Dark of the moon - Dr. Gideon Fell 22
Page 17
"One moment!" Dr. Fell blinked. "We have already crossed two bridges, including the one you said was over Shem Creek. Isn't there another looking just ahead?"
"Yes.—That was the Ben Sawyer Bridge, and the last of them," Alan added thirty seconds later.
"When do we reach Sullivan's Island?"
"This is Sullivan's Island."
Dr. Fell gaped like an idiot, the cigar slipping through his fingers.
"Sullivan's Island? But it can't be!" "Why not?"
"These wide, swept streets and trim villas? This air of suburban prosperity a-doze? Forgive me," bumbled Dr. Fell, groping as though for sanity, "if my notions of the island are derived solely from Edgar Allan Poe, The Gold Bug, and that wild, desolate spot where they dug up Captain Kidd's treasure.
" "The vegetation, as might be supposed, is scant, or at least dwarfish.' (I quote from memory, but I think with accuracy.) 'No trees of any magnitude are to be seen. Near the western extremity, where Fort Moultrie stands, and where are some miserable frame buildings, tenanted, during summer, by fugitives from Charleston dust and fever, may be found, indeed, the bristly palmetto; but the whole island, with the exception of this western point, and a line of hard white beach on the sea-coast, is covered with a dense undergrowth of the sweet myrtle so much prized by the horticulturists of England.
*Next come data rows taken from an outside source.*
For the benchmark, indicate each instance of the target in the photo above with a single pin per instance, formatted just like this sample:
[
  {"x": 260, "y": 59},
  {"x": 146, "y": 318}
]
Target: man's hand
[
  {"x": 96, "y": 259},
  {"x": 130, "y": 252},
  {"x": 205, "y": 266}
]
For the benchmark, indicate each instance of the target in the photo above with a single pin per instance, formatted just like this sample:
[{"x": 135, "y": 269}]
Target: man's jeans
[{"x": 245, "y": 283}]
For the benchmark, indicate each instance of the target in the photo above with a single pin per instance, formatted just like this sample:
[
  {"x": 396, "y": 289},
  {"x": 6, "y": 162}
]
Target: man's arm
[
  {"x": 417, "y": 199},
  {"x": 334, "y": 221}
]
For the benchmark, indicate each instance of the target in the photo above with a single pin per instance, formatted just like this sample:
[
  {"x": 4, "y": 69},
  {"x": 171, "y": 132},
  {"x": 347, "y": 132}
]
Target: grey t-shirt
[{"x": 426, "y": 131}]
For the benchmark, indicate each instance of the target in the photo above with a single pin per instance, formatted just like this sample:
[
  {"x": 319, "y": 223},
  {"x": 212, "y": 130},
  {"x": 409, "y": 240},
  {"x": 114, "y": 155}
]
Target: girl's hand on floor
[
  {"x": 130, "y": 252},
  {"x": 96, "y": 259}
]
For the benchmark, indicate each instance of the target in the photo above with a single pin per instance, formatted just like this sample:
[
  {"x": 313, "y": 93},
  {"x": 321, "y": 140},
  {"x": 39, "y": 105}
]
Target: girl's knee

The shrub here often attains a height of fifteen or twenty feet, and forms an almost impenetrable coppice, burthening the air with its fragrance.'
"Poe, it is true, wrote that story for the Philadelphia Dollar Newspaper in 1843. Common sense suggests that a hundred and twenty-odd years must have brought one or two changes. Yet the dream is lost, the illusion a mockery! I return to woolgathering, and to Mr. Beale."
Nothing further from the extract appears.